As part of our July newsletter, Max Coleman contributes a review of a recently published book: The Mindful Elite by Jaime Kucinskas.

Max Coleman is a PhD student in sociology at Indiana University. His research lies at the intersection of mental health, culture, and social stratification. You can reach him at maxcole@iu.edu.

Sources of stress and anxiety are everywhere: in our jobs, in our intimate relationships, and even in our political climate. As Americans face disturbing rates of psychological distress, they have become eager for novel coping strategies. Enter meditation, a centuries-old practice that has spread rapidly in the last few decades. Yet meditation is not just a form of stress-relief: at its core, meditation offers an antidote to capitalist self-interest.

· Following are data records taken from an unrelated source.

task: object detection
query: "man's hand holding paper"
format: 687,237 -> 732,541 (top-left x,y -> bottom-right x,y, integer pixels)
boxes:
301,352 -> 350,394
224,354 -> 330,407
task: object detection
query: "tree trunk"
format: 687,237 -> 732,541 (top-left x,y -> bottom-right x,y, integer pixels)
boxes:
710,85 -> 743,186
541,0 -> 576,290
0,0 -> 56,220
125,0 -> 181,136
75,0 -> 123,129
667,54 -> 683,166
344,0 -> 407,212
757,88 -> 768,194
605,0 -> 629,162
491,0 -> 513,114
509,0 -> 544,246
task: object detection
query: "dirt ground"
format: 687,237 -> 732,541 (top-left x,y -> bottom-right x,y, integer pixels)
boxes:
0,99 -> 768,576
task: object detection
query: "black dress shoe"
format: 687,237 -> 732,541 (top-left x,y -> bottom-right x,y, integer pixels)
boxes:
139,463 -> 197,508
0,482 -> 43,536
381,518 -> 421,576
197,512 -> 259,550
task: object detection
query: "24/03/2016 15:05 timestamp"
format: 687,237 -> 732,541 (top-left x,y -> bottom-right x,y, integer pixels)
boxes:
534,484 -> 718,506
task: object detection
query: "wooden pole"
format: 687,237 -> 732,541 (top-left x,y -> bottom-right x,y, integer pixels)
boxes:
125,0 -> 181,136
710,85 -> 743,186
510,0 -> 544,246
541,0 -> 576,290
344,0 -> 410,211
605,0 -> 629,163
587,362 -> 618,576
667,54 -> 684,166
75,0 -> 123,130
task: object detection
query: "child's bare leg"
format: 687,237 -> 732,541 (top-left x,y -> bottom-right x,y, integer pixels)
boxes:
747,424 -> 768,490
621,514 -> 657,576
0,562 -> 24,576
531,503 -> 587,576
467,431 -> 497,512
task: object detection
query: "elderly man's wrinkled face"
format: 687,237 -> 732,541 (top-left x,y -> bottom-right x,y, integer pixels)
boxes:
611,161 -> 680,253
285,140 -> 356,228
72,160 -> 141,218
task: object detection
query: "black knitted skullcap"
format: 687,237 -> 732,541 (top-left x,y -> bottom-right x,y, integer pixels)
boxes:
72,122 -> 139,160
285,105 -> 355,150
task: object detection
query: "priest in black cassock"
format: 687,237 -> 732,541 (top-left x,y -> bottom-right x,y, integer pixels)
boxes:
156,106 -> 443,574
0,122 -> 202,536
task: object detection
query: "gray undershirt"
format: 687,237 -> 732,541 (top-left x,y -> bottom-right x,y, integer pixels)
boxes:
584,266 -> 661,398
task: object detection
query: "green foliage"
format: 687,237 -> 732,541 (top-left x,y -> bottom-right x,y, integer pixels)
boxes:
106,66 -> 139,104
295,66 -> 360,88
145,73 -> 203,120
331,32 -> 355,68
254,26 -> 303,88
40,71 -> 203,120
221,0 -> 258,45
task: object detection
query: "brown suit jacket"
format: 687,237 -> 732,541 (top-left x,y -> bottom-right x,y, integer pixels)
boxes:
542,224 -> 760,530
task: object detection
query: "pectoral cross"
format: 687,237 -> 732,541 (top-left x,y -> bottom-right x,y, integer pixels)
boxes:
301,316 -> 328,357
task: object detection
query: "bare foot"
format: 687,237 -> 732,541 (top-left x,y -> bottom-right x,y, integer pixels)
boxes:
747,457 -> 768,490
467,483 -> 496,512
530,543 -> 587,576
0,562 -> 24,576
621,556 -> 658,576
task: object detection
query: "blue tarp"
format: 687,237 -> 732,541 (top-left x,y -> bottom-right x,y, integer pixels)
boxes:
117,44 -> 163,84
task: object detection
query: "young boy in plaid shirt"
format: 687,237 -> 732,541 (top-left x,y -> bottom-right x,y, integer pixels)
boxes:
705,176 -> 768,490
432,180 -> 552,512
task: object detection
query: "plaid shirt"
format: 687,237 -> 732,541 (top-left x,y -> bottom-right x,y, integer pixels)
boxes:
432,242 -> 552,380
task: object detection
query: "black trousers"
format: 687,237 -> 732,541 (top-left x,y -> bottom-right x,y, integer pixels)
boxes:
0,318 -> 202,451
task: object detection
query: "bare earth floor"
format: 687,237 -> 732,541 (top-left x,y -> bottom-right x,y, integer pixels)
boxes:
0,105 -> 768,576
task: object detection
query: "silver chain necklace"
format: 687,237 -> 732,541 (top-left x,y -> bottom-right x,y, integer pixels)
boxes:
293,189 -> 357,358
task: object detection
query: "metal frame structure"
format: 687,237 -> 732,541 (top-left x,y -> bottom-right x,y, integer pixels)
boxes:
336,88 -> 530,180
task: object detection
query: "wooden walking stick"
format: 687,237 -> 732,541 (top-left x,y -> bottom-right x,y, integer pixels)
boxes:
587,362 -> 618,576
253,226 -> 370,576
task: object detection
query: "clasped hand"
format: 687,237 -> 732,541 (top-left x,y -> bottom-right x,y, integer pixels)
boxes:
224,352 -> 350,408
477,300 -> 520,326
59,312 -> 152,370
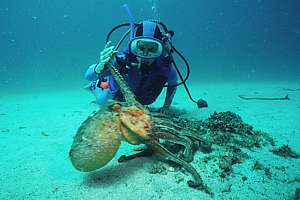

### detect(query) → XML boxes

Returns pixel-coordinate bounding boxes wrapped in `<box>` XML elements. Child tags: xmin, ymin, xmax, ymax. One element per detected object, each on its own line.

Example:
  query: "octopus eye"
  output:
<box><xmin>110</xmin><ymin>103</ymin><xmax>121</xmax><ymax>112</ymax></box>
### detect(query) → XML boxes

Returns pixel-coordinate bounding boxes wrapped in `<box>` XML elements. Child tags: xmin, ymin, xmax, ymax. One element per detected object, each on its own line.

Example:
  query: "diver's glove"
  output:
<box><xmin>95</xmin><ymin>41</ymin><xmax>118</xmax><ymax>74</ymax></box>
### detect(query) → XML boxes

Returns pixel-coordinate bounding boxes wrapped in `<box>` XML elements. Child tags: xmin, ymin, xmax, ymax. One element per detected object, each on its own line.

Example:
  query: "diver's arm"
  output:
<box><xmin>163</xmin><ymin>66</ymin><xmax>178</xmax><ymax>109</ymax></box>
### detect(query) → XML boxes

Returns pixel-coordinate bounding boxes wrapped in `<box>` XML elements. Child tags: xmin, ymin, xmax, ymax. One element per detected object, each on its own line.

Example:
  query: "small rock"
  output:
<box><xmin>271</xmin><ymin>145</ymin><xmax>299</xmax><ymax>158</ymax></box>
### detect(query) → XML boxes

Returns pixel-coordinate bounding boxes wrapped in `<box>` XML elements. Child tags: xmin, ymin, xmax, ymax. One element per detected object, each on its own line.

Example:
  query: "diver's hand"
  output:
<box><xmin>95</xmin><ymin>41</ymin><xmax>118</xmax><ymax>74</ymax></box>
<box><xmin>158</xmin><ymin>106</ymin><xmax>170</xmax><ymax>115</ymax></box>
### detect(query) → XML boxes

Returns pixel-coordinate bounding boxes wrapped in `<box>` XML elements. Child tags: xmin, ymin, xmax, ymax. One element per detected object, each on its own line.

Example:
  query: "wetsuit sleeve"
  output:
<box><xmin>84</xmin><ymin>64</ymin><xmax>99</xmax><ymax>81</ymax></box>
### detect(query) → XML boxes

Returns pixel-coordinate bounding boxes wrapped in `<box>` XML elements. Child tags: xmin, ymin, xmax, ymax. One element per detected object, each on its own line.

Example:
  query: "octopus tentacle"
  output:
<box><xmin>152</xmin><ymin>131</ymin><xmax>194</xmax><ymax>162</ymax></box>
<box><xmin>118</xmin><ymin>148</ymin><xmax>153</xmax><ymax>163</ymax></box>
<box><xmin>145</xmin><ymin>140</ymin><xmax>204</xmax><ymax>188</ymax></box>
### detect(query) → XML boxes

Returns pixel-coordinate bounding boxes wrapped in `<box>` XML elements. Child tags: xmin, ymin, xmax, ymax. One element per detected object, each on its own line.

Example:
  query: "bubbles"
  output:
<box><xmin>148</xmin><ymin>0</ymin><xmax>160</xmax><ymax>20</ymax></box>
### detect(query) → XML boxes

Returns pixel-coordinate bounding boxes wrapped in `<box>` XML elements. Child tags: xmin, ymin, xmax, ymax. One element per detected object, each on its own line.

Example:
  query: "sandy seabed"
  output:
<box><xmin>0</xmin><ymin>82</ymin><xmax>300</xmax><ymax>200</ymax></box>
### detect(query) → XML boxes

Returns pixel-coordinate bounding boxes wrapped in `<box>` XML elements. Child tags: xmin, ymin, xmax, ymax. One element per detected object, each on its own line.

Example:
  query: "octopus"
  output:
<box><xmin>69</xmin><ymin>63</ymin><xmax>209</xmax><ymax>189</ymax></box>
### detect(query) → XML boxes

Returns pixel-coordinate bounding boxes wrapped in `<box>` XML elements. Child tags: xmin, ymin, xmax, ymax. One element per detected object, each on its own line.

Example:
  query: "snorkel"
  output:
<box><xmin>106</xmin><ymin>4</ymin><xmax>208</xmax><ymax>108</ymax></box>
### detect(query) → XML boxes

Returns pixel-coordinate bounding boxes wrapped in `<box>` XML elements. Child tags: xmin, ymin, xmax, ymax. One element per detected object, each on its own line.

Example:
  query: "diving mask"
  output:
<box><xmin>129</xmin><ymin>38</ymin><xmax>163</xmax><ymax>59</ymax></box>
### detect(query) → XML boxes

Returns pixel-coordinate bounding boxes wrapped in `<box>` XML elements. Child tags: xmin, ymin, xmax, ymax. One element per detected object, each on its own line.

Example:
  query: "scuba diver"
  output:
<box><xmin>85</xmin><ymin>18</ymin><xmax>208</xmax><ymax>112</ymax></box>
<box><xmin>85</xmin><ymin>21</ymin><xmax>178</xmax><ymax>110</ymax></box>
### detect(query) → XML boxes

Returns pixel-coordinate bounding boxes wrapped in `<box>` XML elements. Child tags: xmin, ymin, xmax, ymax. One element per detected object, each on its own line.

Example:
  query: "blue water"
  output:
<box><xmin>0</xmin><ymin>0</ymin><xmax>300</xmax><ymax>91</ymax></box>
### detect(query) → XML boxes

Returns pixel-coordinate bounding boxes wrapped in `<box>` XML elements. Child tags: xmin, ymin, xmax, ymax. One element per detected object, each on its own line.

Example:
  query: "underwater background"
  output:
<box><xmin>0</xmin><ymin>0</ymin><xmax>300</xmax><ymax>200</ymax></box>
<box><xmin>0</xmin><ymin>0</ymin><xmax>300</xmax><ymax>93</ymax></box>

By teaching individuals to detach from desire and focus instead on the neutral sensations of the body and breath, regular meditators find that they are not only calmer, but that they have more empathy, patience, and selflessness than non-meditators.

Why, then, has meditation—along with its Americanized cousin, “mindfulness”—faced such a backlash in recent years? Consider an article by Robert Purser, which recently appeared in the Guardian under the title “The Mindfulness Conspiracy.” While Buddhist meditation may have laudable goals, Purser wrote, it has been coöpted by a neoliberal system designed to reduce social issues to personal problems that can—and therefore must—be mastered with self-discipline. Building on the neuroscientific finding that “you can change your brain,” mindfulness has become a panacea for all social and emotional challenges. In this formulation, the source of one’s suffering is never in society itself; rather, suffering is based on our own maladaptive thinking, our neuroses, our clinging, our desire—and by liberating ourselves through meditation, we can not only cure these problems but render irrelevant their social foundations. Mindfulness, becomes a tool not of transformation, but of quiescence.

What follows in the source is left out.